General Discussion
In reply to the discussion: Are we really going to sit here and pretend there's no alternative to police gunning down teenager [View all]Ms. Toad
(38,765 posts)He did not shoot her at that time. (The appropriate call - there is no way he could have identified the knife, assessed the threat, and safely aimed.) This other person is the girl in the foreground below, so you can see how close the girl with the knife came to the police, giving him an up-close view of the knife.
The shots were fired after she pivoted and took off after a second girl. They were fired simultaneously with her swinging the arm with a knife at a second girl who was pinned between the girl who was shot and a car.
As for being blurry - I'm sure you've had the experience of pointing your camera (or cell phone) at something that is crystal clear to your eyes - and the photo comes out blurry. The same thing happens with videos - videos are thousands and thousands of stills that are stitched together so that the single frame nature of the images is not apparent to the naked eye. They are very good - but are still subject to the limitations of motion (of the camera and what is being filmed), lighting, etc. It generally much easier to see in person that watching a grainy video taken via a camera placed on a moving body. Eyes are far more sophisticated than cameras; the camera is just a tool to confirm what the police say they saw.
But here's the knife - and it is pretty clear (top center pane).

It is a tragedy. But given the clear threat in that moment to the girl in pink, I can't fault the choice made by that officer.

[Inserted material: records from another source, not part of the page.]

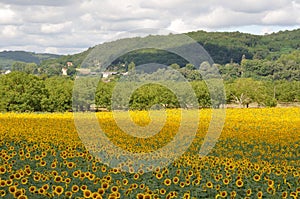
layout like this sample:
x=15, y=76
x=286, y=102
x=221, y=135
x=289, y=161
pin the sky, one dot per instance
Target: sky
x=71, y=26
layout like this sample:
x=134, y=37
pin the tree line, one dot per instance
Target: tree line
x=23, y=92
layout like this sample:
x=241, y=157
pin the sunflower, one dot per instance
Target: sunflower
x=259, y=194
x=209, y=185
x=140, y=196
x=83, y=187
x=223, y=194
x=18, y=193
x=239, y=183
x=167, y=182
x=233, y=194
x=22, y=197
x=125, y=181
x=136, y=176
x=226, y=181
x=75, y=188
x=162, y=191
x=175, y=180
x=58, y=179
x=256, y=177
x=32, y=189
x=87, y=193
x=58, y=190
x=159, y=176
x=12, y=189
x=45, y=187
x=114, y=189
x=105, y=185
x=270, y=183
x=248, y=192
x=284, y=194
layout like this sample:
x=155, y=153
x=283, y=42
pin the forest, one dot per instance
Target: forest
x=264, y=70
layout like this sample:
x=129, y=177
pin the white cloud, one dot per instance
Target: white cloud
x=9, y=31
x=7, y=15
x=65, y=26
x=55, y=28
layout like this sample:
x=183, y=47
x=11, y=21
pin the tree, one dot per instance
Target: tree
x=245, y=91
x=21, y=92
x=59, y=97
x=131, y=66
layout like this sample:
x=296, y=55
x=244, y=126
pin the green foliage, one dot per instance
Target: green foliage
x=59, y=97
x=7, y=58
x=21, y=92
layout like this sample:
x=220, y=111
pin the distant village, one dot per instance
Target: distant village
x=106, y=75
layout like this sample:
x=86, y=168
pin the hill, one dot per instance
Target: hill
x=7, y=58
x=223, y=47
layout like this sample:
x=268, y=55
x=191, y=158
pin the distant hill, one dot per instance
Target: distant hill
x=223, y=47
x=7, y=58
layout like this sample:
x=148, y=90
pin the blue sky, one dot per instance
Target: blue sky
x=67, y=27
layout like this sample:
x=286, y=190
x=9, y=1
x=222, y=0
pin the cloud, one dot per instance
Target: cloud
x=65, y=26
x=55, y=28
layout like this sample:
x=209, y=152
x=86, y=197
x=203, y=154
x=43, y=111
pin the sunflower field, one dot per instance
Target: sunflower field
x=256, y=156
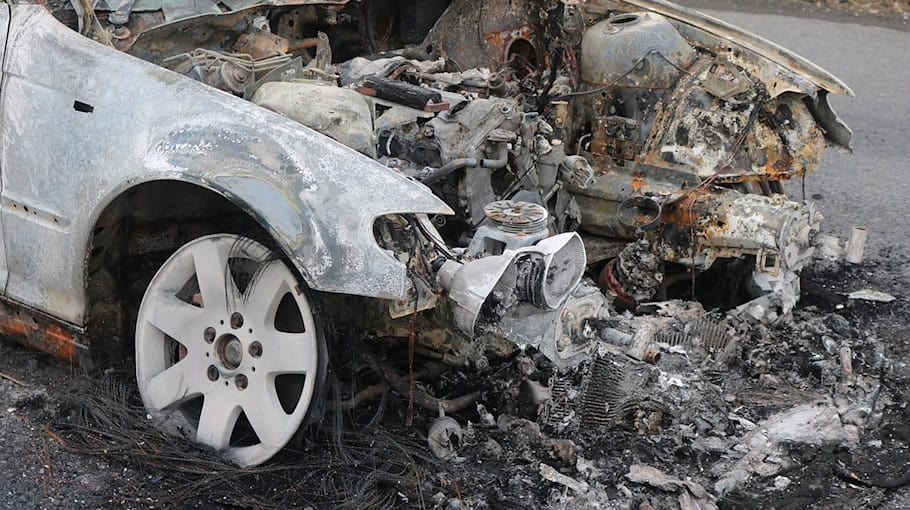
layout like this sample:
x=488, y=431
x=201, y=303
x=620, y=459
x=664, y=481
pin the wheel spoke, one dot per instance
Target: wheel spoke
x=265, y=293
x=290, y=353
x=174, y=318
x=216, y=423
x=174, y=385
x=215, y=282
x=268, y=418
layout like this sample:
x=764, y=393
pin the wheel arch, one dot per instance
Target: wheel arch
x=141, y=223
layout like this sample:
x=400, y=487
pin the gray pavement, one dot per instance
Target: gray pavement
x=871, y=186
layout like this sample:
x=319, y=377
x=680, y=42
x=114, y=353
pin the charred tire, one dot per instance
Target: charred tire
x=230, y=348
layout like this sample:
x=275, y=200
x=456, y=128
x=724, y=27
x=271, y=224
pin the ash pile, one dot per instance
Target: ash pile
x=609, y=317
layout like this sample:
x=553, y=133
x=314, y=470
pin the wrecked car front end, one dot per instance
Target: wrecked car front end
x=593, y=163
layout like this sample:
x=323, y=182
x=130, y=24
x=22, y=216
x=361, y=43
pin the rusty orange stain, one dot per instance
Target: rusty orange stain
x=53, y=338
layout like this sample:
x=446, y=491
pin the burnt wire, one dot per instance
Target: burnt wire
x=340, y=466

That said, it is a preventable tragedy - we must do better at providing resources to help families, finding ways to respond other than sending in people with guns, training both police and communities in de-escalation tactics, and more, so that we don't repeatedly - especially in black and brown commmunities - find ourselves in the situation in which someone with a gun has to make a split second decision as to whether to shoot one person to save the life of another.